Et l’on retrouve encore la raison de la joie et de l’allégresse, de la louange reconnaissante : « Quoniam veniet Dominus » « Car ton Seigneur vient « in regnum aeternum », pour un règne éternel. Et si la venue du Messie est source de la joie, cette joie est aussi éternelle puisque son règne est lui-même éternel. C’est la quatrième antienne.

Et ce thème est repris aussi dans la cinquième antienne car l’amour aime se dire et se manifester et se répéter : « Ecce Dominus noster…Voici notre Seigneur qui vient avec puissance pour faire briller sa lumière aux yeux de ses serviteurs. La lumière de Noël n’est pas seulement l’astre qui conduira les Mages à l’étable de Bethlehem. Elle est surtout le Christ qui est la lumière.

Alors l’Epître et l’Evangile n’ont plus qu’à certifier le fait de la venue du Messie, sa réalisation dans le temps et d’exposer sa finalité, raison de notre joie : le salut.

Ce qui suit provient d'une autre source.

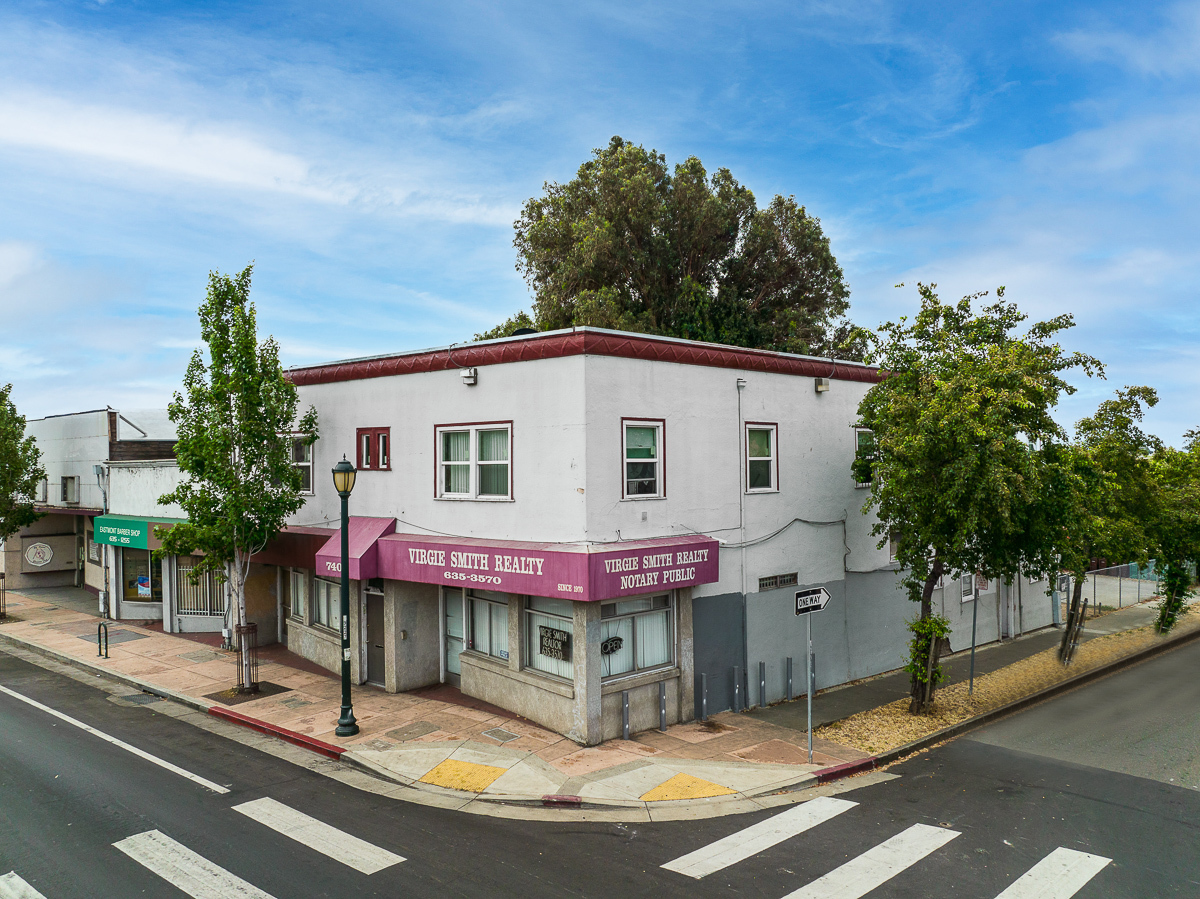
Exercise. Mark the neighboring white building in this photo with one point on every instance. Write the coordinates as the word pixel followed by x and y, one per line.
pixel 636 454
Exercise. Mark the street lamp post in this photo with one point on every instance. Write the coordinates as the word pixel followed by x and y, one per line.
pixel 343 480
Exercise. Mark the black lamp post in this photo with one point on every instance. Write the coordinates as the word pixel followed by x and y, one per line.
pixel 343 480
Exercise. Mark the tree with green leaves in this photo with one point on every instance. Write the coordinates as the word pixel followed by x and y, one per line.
pixel 237 423
pixel 1176 528
pixel 633 245
pixel 1113 499
pixel 21 469
pixel 963 427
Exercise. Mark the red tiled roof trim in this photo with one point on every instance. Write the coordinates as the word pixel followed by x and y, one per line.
pixel 555 346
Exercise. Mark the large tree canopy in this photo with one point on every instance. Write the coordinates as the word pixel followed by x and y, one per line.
pixel 19 468
pixel 237 420
pixel 963 438
pixel 631 245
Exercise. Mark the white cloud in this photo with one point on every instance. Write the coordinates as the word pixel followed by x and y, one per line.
pixel 195 150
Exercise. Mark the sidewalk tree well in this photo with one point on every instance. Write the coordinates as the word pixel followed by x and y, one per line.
pixel 237 421
pixel 21 469
pixel 961 431
pixel 633 245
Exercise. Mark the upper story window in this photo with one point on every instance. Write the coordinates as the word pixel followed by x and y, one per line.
pixel 642 455
pixel 301 460
pixel 762 457
pixel 474 461
pixel 864 454
pixel 373 449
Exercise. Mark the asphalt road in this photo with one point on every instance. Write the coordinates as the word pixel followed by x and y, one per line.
pixel 1089 772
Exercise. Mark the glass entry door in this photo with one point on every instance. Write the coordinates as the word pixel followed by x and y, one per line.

L’Evangile nous dit le fait : « Es-tu celui qui dois venir ou devons nous en attendre un autre ? » C’est là une question capitale, centrale, déterminante. Il fallait qu’elle soit posée. Il fallait que l’identité soit affirmée, soit reconnue pour être ensuite dite : « Allez enseigner toutes les Nations ». Ce n’est pas rien. Saint Jean Baptiste pose la question unique et définitive….Il y a eu un avant et un après la question johannique . Cette question est au cœur de l’Histoire, comme le Christ lui-même est au cœur de l’Histoire.

Question absolue.

La réponse est aussi absolue que la question, aussi limpide, aussi pure, royale que la question.
« Allez dire à Jean ce que vous entendez et voyez. Les aveugles voient ! Les estropiés marchent ! Les lépreux sont purifiés ! Les sourds entendent ! Les morts ressuscitent ! La Bonne Nouvelle est annoncée aux pauvres ».

Ce sont là les miracles qui devaient annoncer la venue du temps messianique. Le Messie fut annoncé comme « thaumaturge » ! Isaïe l’affirme. Rien donc de plus clair, de plus net, de plus évident. Il ne s’agit pas d’arguments, de démonstrations, de choses subtiles. Non ! Des faits. Les sourds entendent, les morts ressuscitent ». Tout cela est constatable, simple, franc. Il est vrai de dire : « Verum et factum convertuntur ». C’est le Messie. C’est le temps du salut apporté, donné.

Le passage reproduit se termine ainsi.